Now the problem I'm facing arises from the sftp upload created directories.

improper permissions

The owner is sftpuser and there is no write permission on that directory for my www-data user to create a subdirectory.

This causes my www-data user php script to spew out

Backtrace from 'mkdir(): Permission denied' at /var/www/install-master/vendor/laravel/framework/src/Illuminate/Filesystem/Filesystem.php 336:

If I check the acl permissions on the parent directories from when I first set it to be group writable first, the topmost directory has correct acl permissions.

proper acl

But the second level, created by sftp doesn't have these

wrong acl

I found this question, but not really a useful answer except that sftp ignores acls.

I have tried setting the umask bit for sftp in /etc/ssh/sshd_config

changed umask in sshd_config

but even that didn't have an effect on the newly created directory. Still not writable for group.

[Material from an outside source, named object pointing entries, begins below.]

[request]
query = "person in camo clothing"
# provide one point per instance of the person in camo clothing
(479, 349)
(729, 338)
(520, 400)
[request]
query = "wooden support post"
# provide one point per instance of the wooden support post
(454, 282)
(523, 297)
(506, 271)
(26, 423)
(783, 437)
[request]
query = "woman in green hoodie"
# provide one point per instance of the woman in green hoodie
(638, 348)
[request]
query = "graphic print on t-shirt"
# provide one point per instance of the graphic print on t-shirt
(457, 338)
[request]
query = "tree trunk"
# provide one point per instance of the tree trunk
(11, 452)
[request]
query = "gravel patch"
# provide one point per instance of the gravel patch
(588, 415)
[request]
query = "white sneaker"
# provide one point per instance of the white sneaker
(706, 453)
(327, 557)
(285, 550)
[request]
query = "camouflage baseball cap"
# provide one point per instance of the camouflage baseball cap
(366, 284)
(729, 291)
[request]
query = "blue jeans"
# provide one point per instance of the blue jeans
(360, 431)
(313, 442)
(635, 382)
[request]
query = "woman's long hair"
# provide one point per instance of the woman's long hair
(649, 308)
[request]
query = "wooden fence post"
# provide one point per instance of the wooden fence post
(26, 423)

How do I use sftp to give browse and create subdirectories permissions to newly created folders for owner and group, read and write permissions for owner and group, but not execute permissions on the files in those subdirectories?

Or should I use a different approach? As I understand it, sftp has only limited options on changing file permissions from the remote side, and acl are aparently ignored by openssh sftp.

So how do I get these proper permissions running on ubuntu 18.04 with an sftpuser?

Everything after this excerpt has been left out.